Post ADS 1

Pendidikan Papua Tengah: Sekolah Gratis dan Sepanjang Waktu, Solusi atau Ilusi?

Oleh: Jhon Minggus Keiya

 

Pendahuluan

Bayangkan sebuah sekolah megah berdiri di sebuah lembah Papua Tengah. Gedungnya dicat warna cerah, bendera Merah Putih berkibar, dan anak-anak berseragam rapi duduk dari pagi hingga sore. Pemerintah mengumumkan dengan bangga bahwa sekolah ini gratis, dan anak-anak bisa belajar sepanjang waktu tanpa harus memikirkan biaya. Dari luar, kebijakan ini tampak sebagai langkah maju yang layak diapresiasi.

 

Namun, pertanyaan mendasar segera muncul: apakah pembangunan sekolah gratis dan sepanjang waktu ini sungguh menjawab masalah pendidikan di Papua Tengah, atau justru berisiko melahirkan problem baru? Kita tahu, Papua Tengah tidak sedang berada dalam kondisi baik-baik saja.

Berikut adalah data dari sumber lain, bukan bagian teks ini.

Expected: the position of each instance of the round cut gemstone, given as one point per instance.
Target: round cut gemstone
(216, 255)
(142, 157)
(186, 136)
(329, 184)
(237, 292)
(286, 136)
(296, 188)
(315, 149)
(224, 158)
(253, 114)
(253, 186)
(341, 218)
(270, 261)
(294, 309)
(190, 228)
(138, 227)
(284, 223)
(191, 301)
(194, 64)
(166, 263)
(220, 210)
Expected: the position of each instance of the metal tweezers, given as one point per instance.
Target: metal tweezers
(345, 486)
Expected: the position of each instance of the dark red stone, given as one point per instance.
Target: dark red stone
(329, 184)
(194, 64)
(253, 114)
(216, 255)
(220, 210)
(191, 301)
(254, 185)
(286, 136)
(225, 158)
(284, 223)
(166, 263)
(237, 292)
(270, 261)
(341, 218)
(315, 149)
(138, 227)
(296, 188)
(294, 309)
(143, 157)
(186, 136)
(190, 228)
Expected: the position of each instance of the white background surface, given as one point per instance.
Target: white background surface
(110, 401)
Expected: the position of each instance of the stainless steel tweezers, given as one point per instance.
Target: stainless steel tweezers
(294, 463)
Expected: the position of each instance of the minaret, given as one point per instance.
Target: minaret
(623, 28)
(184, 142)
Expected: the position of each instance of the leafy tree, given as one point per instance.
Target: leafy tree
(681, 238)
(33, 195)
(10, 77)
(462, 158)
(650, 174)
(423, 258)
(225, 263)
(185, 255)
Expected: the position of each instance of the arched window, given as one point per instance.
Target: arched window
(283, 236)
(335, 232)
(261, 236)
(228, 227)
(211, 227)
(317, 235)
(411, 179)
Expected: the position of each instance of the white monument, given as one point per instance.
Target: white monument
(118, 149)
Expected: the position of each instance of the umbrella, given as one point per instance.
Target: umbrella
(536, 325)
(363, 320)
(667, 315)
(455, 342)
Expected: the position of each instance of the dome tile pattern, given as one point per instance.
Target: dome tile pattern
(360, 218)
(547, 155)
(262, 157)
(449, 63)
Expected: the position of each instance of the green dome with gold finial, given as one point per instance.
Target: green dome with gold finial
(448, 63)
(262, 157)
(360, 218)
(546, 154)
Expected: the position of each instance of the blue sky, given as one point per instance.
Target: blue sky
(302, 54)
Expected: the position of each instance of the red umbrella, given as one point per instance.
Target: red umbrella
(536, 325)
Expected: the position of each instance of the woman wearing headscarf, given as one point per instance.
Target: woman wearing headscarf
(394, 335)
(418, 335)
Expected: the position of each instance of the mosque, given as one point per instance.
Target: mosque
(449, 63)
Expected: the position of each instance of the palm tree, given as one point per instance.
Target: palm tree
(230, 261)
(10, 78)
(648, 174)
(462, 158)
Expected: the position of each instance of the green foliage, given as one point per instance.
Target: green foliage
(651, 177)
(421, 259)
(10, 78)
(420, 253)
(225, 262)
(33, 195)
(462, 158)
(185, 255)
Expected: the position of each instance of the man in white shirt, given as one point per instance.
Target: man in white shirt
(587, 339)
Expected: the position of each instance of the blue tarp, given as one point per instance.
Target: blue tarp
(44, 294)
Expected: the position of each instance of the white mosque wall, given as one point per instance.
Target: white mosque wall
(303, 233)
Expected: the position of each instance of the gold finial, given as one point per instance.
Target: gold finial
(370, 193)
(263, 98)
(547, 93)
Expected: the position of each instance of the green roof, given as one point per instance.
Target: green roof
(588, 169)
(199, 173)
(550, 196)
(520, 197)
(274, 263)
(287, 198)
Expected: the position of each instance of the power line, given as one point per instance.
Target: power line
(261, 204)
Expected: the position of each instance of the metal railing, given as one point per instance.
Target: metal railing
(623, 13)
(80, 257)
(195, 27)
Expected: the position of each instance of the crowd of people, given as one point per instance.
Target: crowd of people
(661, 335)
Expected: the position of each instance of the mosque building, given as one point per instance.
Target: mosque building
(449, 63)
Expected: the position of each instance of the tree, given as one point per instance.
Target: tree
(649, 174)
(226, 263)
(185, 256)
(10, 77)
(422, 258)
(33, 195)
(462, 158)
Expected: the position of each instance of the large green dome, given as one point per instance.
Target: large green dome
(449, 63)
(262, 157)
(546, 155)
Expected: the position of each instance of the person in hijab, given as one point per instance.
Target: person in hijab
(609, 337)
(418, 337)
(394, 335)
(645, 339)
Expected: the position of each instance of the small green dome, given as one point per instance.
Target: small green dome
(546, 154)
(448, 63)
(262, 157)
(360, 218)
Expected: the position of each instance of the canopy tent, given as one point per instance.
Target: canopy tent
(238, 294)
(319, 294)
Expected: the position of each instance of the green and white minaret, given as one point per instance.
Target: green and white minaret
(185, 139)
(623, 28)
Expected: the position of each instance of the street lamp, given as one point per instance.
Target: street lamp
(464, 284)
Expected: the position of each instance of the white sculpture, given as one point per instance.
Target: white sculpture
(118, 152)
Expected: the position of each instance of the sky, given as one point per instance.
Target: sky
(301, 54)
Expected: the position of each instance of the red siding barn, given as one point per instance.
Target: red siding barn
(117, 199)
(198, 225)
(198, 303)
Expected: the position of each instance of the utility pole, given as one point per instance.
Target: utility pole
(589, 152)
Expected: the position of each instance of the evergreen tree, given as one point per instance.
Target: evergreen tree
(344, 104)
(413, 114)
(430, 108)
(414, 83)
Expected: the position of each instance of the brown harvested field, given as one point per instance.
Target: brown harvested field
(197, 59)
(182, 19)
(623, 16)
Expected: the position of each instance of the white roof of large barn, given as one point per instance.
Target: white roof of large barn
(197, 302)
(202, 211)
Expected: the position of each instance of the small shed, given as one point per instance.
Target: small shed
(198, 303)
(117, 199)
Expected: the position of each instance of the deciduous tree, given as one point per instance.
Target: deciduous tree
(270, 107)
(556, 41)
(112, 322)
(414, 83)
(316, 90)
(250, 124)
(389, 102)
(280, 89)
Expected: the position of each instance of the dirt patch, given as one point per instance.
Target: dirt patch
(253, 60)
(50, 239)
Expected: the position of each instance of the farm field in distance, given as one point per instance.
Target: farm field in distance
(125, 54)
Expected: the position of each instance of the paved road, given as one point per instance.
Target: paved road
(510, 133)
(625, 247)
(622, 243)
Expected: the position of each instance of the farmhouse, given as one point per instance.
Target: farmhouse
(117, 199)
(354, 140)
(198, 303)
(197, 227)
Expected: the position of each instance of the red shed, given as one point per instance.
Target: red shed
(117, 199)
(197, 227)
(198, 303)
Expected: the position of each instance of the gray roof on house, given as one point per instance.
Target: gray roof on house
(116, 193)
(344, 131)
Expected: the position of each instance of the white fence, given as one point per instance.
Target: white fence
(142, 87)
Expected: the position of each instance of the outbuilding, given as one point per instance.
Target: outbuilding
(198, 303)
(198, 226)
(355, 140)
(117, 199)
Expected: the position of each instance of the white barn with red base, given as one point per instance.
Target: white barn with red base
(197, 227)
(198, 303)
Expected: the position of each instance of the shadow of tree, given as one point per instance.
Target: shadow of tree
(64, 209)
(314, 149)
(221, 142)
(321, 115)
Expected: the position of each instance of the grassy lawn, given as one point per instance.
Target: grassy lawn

Konflik sosial, ketimpangan ekonomi, keterbatasan infrastruktur, dan luka sejarah masih membayangi kehidupan masyarakat. Maka, gagasan membangun sekolah harus diuji, bukan hanya dari sisi gagahnya bangunan, tetapi juga dari sejauh mana ia menyentuh akar persoalan.

 

1. Harapan Baru: Sekolah sebagai Jalan Keluar

Tidak bisa disangkal, pendidikan gratis adalah impian banyak orang tua di Papua. Selama ini, biaya sekolah menjadi alasan utama anak-anak berhenti belajar di tengah jalan. Di pedalaman, orang tua lebih memilih anak ikut membantu di kebun, berburu, atau menjaga rumah, ketimbang membayar iuran sekolah yang mahal dan perjalanan yang jauh.

 

Dengan hadirnya sekolah gratis, pintu kesempatan terbuka lebih lebar. Anak-anak dari keluarga yang sebelumnya terpinggirkan bisa melanjutkan pendidikan tanpa takut akan biaya. Apalagi jika model yang ditawarkan adalah sekolah sepanjang waktu, maka anak-anak bisa lebih terlindungi dari kerasnya realitas luar. Sekolah bisa menjadi ruang aman, tempat mereka bermain, belajar, dan menemukan dunia baru.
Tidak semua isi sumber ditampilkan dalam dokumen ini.